Em um período muito complicado de nossa família, tivemos que nos mudar às pressas de onde morávamos. Ficamos pouco mais de um ano nesta casa. A vida estava apenas começando quando começamos a ter problemas com os vizinho e, por causa disso, fazer desafetos. Em um domingo à noite, voltávamos da reunião da igreja, já próximo das dez horas , quando fomos surpreendidos com um buraco na parede. Ladrões roubaram o pouco dinheiro que tínhamos e tudo que poderíamos utilizar como arma, como ferramentas e facas. O recado estava dado, tínhamos que sair.

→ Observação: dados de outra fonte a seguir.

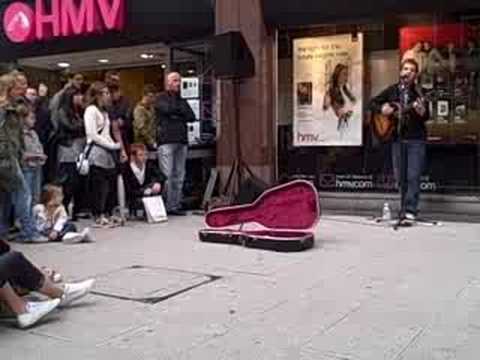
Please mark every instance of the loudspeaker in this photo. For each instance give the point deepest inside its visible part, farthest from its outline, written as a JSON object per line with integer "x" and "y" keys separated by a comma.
{"x": 232, "y": 57}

Sem opções, dormimos duas noites na casa de um parente e depois fomos para a casa de amigos que tinham um quarto com banheiro desocupado. Estávamos lá de favor, até que pudéssemos arrumar um local para ficar. Eu, ainda criança, não me liguei em toda a seriedade do problema e onde fomos morar. Só o que observei é que a família que nos acolheu tinha quatro filhos, dois meninos e duas meninas. Somados a mim e meus irmãos, éramos nove crianças em um quintal largo, com muita coisa para fazer. Brincávamos todo o tempo vago que podíamos. Uma parte do quintal tinha galinhas soltas e uma horta onde nos escondíamos, e esse era meu parque de diversões, numa época sem TV e vídeo games.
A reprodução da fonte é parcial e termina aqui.